- Born: 19 February 1843 Puegnano, Brescia, Kingdom of Lombardy–Venetia
- Died: 24 October 1915 (aged 72) Ronco all'Adige, Verona, Kingdom of Italy
- Venerated in: Roman Catholic Church
- Beatified: 31 October 1989, Saint Peter's Square, Vatican City by Pope John Paul II
- Feast: 24 October
- Attributes: Cassock
- Patronage: Little Daughters of Saint Joseph; Sisters of Charity of Saint Mary;

= Giuseppe Baldo (priest) =

Italian Roman Catholic priest

Giuseppe Baldo (19 February 1843 – 24 October 1915) was an Italian Roman Catholic priest and the founder of both the Sisters of Charity of Saint Mary (1882) and the Little Daughters of Saint Joseph (1894). Baldo served as a parish priest in the Diocese of Verona and tended to the old and the poor.

Baldo was beatified on 31 October 1989.

==Life==
Giuseppe Baldo was born in Brescia on 19 February 1843 as the sixth of nine children to the farmer Angelo Baldo and the midwife Ippolita Casa; six of the Baldo's nine children died as infants. He received his baptism on 20 February in the parish church of Saint Michael the Archangel from Domenico Ottini.

He commenced his studies for the priesthood in Verona on 7 December 1858 and had excellent results in all of his studies. The Bishop of Verona, Luigi di Canossa, ordained him to the priesthood on 15 August 1865, the Feast of the Assumption of Mary, after the seminarian received a papal dispensation from Pope Pius IX having not yet reached the correct age for ordination. Until 1866 he was an assistant vicar in the parish of Montorio and served as an educator at a diocesan-run college at the behest of the bishop until 1877. It was then that he received permission to go to Ronco all'Adige to administer and remained there until his death. He took possession of his parish on 17 November 1877 almost hidden to avoid clashes with the Freemasons who threatened to kill him if he did it with the usual religious pomp.

In 1882, Baldo established a new religious congregation in the name of the Sisters of Charity of Saint Mary. But in 1888 he decided to found another order after having established a kindergarten and the canteen for malnourished children that he had set up around this time. He opened a small hospital dubbed "Casa Ippolita" in 1888 while in 1893 establishing a shelter for older people. He attracted the first potential postulants for his new order on 13 October 1894. On 21 November 1894 he founded the Little Daughters of Saint Joseph while the first ten postulants received their habits on 24 June 1896 from the Bishop of Verona Cardinal Luigi di Canossa. The first seven female religious made their profession into the order on 25 June 1897.

The first superior appointed was not Baldo but rather Clementina Forante who managed the congregation from 1864 until 1928. The order received diocesan approval on 3 May 1895 while receiving the decree of praise from Pope Pius X on 10 February 1913 and full papal approval, after Baldo's death, from Pope Pius XII on 3 April 1940.

Baldo died on 24 October 1915 after 22 months of a long and painful illness. His remains were transferred to the motherhouse of the congregation on 7 September 1950. His order now operates in Georgia, Kenya, Uganda, Italy and Rwanda amongst other places; as of 2005 there were 405 religious in 68 houses.

==Beatification==
The beatification process commenced in the Diocese of Verona in an informative process opened on 24 October 1955 until its conclusion later in 1957 after it was determined all available documentation and interrogatories had been collated. This also contained Baldo's approved writings which received approval of theologians in 1962 and allowed for the Congregation of Rites to validate the informative process. An apostolic process was later held. Baldo became known as a Servant of God with the formal commencement of the cause under Pope Paul VI on 11 June 1977.

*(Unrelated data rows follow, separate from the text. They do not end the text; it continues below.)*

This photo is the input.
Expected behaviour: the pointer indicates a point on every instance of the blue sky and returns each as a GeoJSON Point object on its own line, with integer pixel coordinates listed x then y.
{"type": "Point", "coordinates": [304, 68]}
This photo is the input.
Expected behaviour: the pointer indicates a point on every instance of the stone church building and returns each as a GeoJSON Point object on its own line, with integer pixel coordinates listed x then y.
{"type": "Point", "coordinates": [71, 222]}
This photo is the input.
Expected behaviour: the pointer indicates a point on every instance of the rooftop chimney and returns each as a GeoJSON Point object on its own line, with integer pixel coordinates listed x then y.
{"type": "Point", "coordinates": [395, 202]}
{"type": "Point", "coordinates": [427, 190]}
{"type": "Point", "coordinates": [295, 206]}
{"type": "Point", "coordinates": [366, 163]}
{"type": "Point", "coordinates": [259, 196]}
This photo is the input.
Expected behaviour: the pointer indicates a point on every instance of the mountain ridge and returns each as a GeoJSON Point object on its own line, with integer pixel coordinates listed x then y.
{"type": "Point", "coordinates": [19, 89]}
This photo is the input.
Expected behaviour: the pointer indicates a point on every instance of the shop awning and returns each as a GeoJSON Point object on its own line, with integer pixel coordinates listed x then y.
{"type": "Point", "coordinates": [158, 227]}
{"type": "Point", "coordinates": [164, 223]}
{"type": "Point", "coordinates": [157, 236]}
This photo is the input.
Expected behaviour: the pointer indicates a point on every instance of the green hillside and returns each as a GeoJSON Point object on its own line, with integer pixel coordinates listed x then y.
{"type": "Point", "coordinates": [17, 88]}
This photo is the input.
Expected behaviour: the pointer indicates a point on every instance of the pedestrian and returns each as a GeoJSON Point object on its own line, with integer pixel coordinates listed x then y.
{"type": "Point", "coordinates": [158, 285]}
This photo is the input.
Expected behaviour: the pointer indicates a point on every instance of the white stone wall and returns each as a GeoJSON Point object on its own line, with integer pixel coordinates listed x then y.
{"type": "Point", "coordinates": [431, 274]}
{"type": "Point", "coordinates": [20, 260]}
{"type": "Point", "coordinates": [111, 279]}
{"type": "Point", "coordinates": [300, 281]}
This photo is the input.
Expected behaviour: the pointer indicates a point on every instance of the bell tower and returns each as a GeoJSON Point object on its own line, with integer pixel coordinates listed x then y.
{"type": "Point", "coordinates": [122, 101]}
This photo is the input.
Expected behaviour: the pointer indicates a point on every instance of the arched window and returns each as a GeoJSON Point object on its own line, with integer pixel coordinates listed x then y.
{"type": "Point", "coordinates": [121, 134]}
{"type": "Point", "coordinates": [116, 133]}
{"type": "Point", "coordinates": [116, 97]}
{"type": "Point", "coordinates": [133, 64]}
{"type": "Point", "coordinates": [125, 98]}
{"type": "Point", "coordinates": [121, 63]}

In 1985 the positio was submitted to the Congregation for the Causes of Saints in Rome. Baldo was proclaimed to be venerable on 26 January 1987 after Pope John Paul II confirmed that Baldo had practised heroic virtue. The pope approved a miracle attibuted to Baldo's intercession in 1989 and presided over Baldo's beatification in Saint Peter's Square on 31 October 1989.